Curious facts about the rumen fluke Calicophoron daubneyi

Another week nearly over with a brilliant bank holiday weekend on the horizon (I know I have been very grateful for the glorious sun!). Well done if you are managing to work through the obstacles coming our way at the moment. Here at RRL we are still here, still open and still working to ensure that we are following all guidelines. We have fully incorporated the governments risk assessments for laboratories and research facilities, ensuring our staff are as safe as possible and we are still able to offer our services as normal. Customers are still at the forefront of our thoughts.


We’re still here!

It is probable that many of our customers will now be returing to the workplace and thus if you would like to place a parasite order for your research or study, then please go ahead and do so. We are taking orders for all parasites listed on our website, however please be aware supply will be first come first served. Please take into consideration that we are working shifts and limiting personnel in an air space so if you can give us reasonable notice ahead of your required devleiry date, that would really help us.

Similarly, we are still running our parasite diagnostic services, such as feacal egg counts. Please send these in as per normal procedure (see here for how to) but note cheques should be made payable to Ridgeway Research Ltd.

Now…on to the good stuff, some really interesting facts about one of the parasites we culture on site. Our rumen fluke go through their entire life cycle at RRL!

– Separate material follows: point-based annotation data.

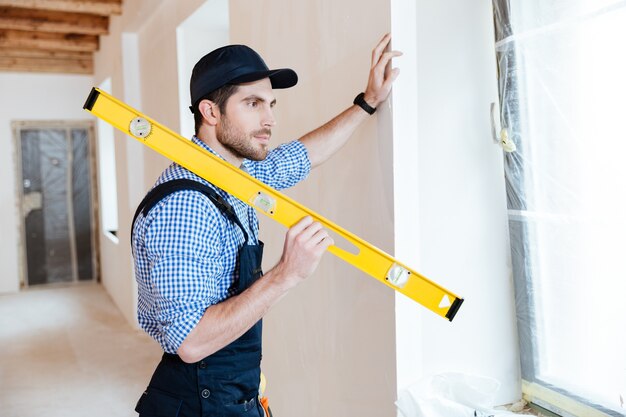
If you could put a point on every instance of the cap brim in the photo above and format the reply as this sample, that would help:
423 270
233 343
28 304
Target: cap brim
280 78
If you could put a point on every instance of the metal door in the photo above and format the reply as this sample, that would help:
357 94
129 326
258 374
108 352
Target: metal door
56 203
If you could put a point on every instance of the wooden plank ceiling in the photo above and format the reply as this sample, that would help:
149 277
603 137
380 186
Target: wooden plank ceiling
53 35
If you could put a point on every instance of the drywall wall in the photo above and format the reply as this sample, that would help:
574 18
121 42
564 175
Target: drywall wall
329 347
139 56
454 185
26 96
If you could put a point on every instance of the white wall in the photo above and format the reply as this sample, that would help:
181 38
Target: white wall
26 96
450 182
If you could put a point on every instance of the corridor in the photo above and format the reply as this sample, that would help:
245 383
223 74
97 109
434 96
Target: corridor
69 352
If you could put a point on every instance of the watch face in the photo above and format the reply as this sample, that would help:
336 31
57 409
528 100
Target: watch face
360 101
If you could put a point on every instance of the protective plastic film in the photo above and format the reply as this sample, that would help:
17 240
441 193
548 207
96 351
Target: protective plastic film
562 86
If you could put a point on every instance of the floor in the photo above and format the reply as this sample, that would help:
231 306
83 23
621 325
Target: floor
68 351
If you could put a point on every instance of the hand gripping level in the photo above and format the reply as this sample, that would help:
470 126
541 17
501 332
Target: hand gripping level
270 202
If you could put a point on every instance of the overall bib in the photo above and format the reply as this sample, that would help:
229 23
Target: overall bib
226 383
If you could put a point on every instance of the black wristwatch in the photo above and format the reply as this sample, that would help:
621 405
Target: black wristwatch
360 101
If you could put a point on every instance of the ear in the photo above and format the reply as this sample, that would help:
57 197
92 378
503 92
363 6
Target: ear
210 111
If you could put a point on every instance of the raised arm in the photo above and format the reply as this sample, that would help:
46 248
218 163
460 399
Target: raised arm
327 139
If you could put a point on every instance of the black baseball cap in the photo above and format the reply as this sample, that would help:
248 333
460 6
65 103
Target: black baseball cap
234 64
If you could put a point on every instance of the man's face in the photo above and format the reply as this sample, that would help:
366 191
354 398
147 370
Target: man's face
245 126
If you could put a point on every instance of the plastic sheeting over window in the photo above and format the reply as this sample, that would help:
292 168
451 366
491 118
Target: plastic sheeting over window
562 75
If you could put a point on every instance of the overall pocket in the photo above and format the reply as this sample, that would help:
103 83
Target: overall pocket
157 403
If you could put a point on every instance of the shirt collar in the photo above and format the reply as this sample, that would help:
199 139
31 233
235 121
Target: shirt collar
206 147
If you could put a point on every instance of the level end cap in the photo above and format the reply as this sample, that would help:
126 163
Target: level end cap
456 304
91 99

Rumen Fluke (Calicophoron daubneyi)

The rumen or stomach fluke has been recognised as an increasingly important parasite of ruminant livestock over the past decade. Researchers are still seeking to understand the biology and significance of the parasite, and as is the case with many parasites, this understanding may change over time. Here are some fascinating facts about what makes rumen fluke unique:

  • Distinct from most parasites that occupy a location in the gastrointestinal tract, rumen fluke move up the gastrointestinal tract as they mature. Immature fluke found in the small intestine make their way to the first stomach or rumen where they develop into adults 
  • Adult rumen fluke may themselves produce propionate and may thereby contribute to ruminal acidosis by decreasing the ratio of acetate to propionate in the rumen
  • There is some evidence that rumen fluke may have a negative effect on the host. In a comparison of cattle with and without rumen fluke, cattle with rumen fluke had significantly lower cold carcass weight and fat coverage than uninfected cattle
  • The stage that is infective to sheep and cattle, the metacercaria survives for only about a quarter as long as the liver fluke metacercaria
  • The presence of rumen fluke in the rumen may cause atrophy of the ruminal papillae and thus may reduce the surface area available in the rumen for absorption of nutrients
  • The lower acetate to propionate ratio caused by rumen fluke may result in a reduction in the emission of the greenhouse gas methane
  •  The presence of a large number of immature rumen fluke can cause death in adult sheep
  • Microscopically rumen fluke eggs are more difficult to see than liver fluke eggs as they are colourless whereas liver fluke eggs are a golden colour
  • Apart from colour, liver fluke and rumen fluke eggs are similar in size and appearance and so may be mistaken for one another by the inexperienced eye
  • Diagnosis of disease caused by immature fluke relies on post mortem examination as only adult fluke produce eggs that can be detected in the faeces

References

K M. Huson et al., 2018. Polyomic tools for an emerging livestock parasite, the rumen fluke Calicophoron daubneyi; identifying shifts in rumen functionality. Parasites and Vectors 11 617

Mason, C., Stevenson, H., Cox, A., Dick, I., Rodger, C., 2012. Disease associated with immature paramphistome infection in sheep. Vet. Rec. 170,343–344.